Dr. Alan K Davis is an Assistant Professor of Social Work at The Ohio State University and Adjunct Assistant Professor in the Center for Psychedelic and Consciousness Research at Johns Hopkins University. Dr. Davis’s clinical experience includes working with people diagnosed with trauma-based psychological problems such as addiction, PTSD, depression, and anxiety. His clinical expertise includes providing evidenced-based treatments such as motivational interviewing, cognitive behavioral therapy, acceptance and commitment therapy, and psilocybin-assisted psychotherapy.
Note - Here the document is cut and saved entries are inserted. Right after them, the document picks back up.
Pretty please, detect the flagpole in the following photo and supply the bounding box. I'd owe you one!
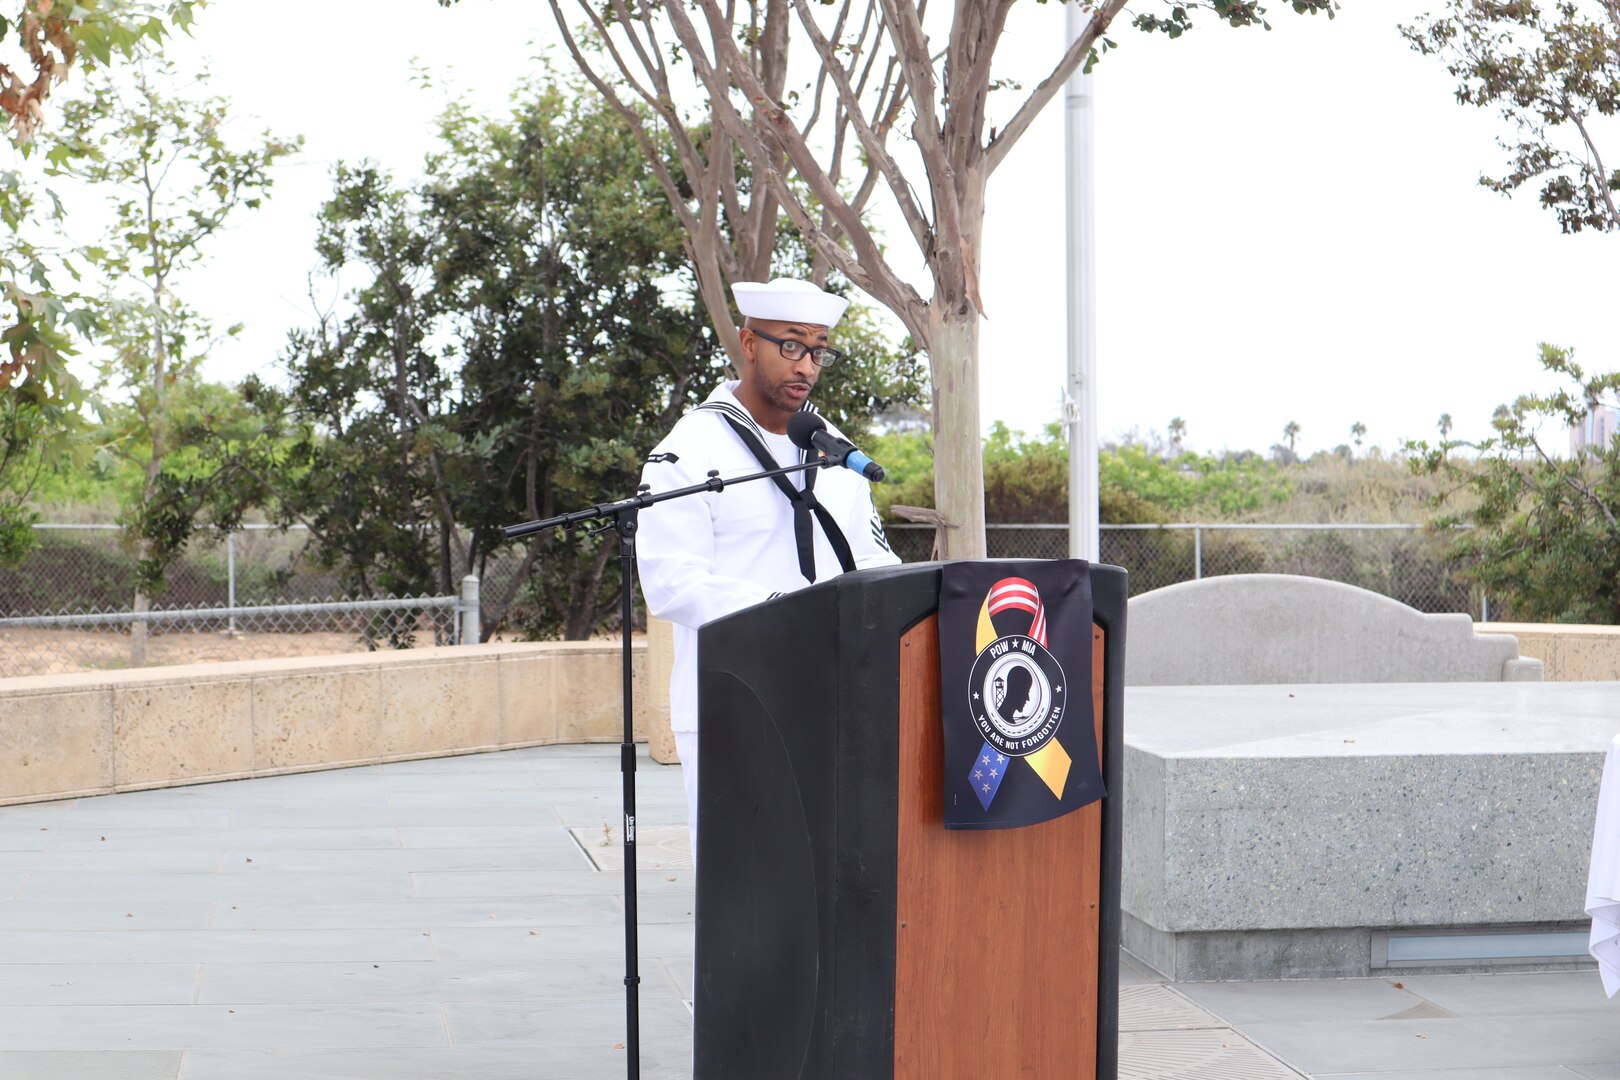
[1064,3,1101,562]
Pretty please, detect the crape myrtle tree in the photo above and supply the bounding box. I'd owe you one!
[152,76,921,640]
[1407,344,1620,622]
[1402,0,1620,234]
[458,0,1337,558]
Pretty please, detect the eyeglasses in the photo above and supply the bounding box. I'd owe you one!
[750,328,843,368]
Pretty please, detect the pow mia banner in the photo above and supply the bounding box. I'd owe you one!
[938,561,1105,830]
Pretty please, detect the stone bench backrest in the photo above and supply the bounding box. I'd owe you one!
[1125,573,1543,685]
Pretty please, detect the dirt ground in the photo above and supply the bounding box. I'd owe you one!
[0,626,452,680]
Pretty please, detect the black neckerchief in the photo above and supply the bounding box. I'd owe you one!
[696,401,857,584]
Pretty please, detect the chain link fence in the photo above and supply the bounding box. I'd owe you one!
[886,523,1487,618]
[5,520,1488,680]
[0,525,479,679]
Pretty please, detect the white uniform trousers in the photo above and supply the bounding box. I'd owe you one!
[675,730,700,866]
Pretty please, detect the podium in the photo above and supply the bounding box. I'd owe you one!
[695,561,1125,1080]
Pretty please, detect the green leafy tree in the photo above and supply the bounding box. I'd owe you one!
[0,391,55,563]
[50,59,295,660]
[874,422,1291,524]
[154,76,922,640]
[1408,343,1620,622]
[1350,420,1367,454]
[1402,1,1620,234]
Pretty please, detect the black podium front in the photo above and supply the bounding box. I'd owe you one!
[694,561,1126,1080]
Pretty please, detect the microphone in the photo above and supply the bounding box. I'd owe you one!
[787,412,886,483]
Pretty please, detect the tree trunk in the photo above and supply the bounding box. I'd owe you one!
[130,457,163,668]
[927,305,986,560]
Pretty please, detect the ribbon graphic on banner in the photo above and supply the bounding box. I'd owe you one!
[939,561,1104,830]
[967,577,1073,810]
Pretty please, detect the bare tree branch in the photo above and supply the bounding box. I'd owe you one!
[984,0,1128,174]
[789,0,933,253]
[1565,99,1620,227]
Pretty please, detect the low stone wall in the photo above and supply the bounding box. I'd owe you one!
[1478,622,1620,681]
[0,641,657,806]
Consistent with his clinical interests, his research interests and expertise focus on contributing to the knowledge of and ability to help those suffering with substance use and mental health problems, understanding how to improve clinical outcomes through examining new treatments, and developing ways to conceptualize substance use and mental health problems through a strengths-based approach. Psychedelic research focuses on clinical trials with psilocybin for people with depression and exploring psychological mechanisms by which psilocybin improves mental health and functioning and examining the therapeutic potential of fast-acting synthetic tryptamines.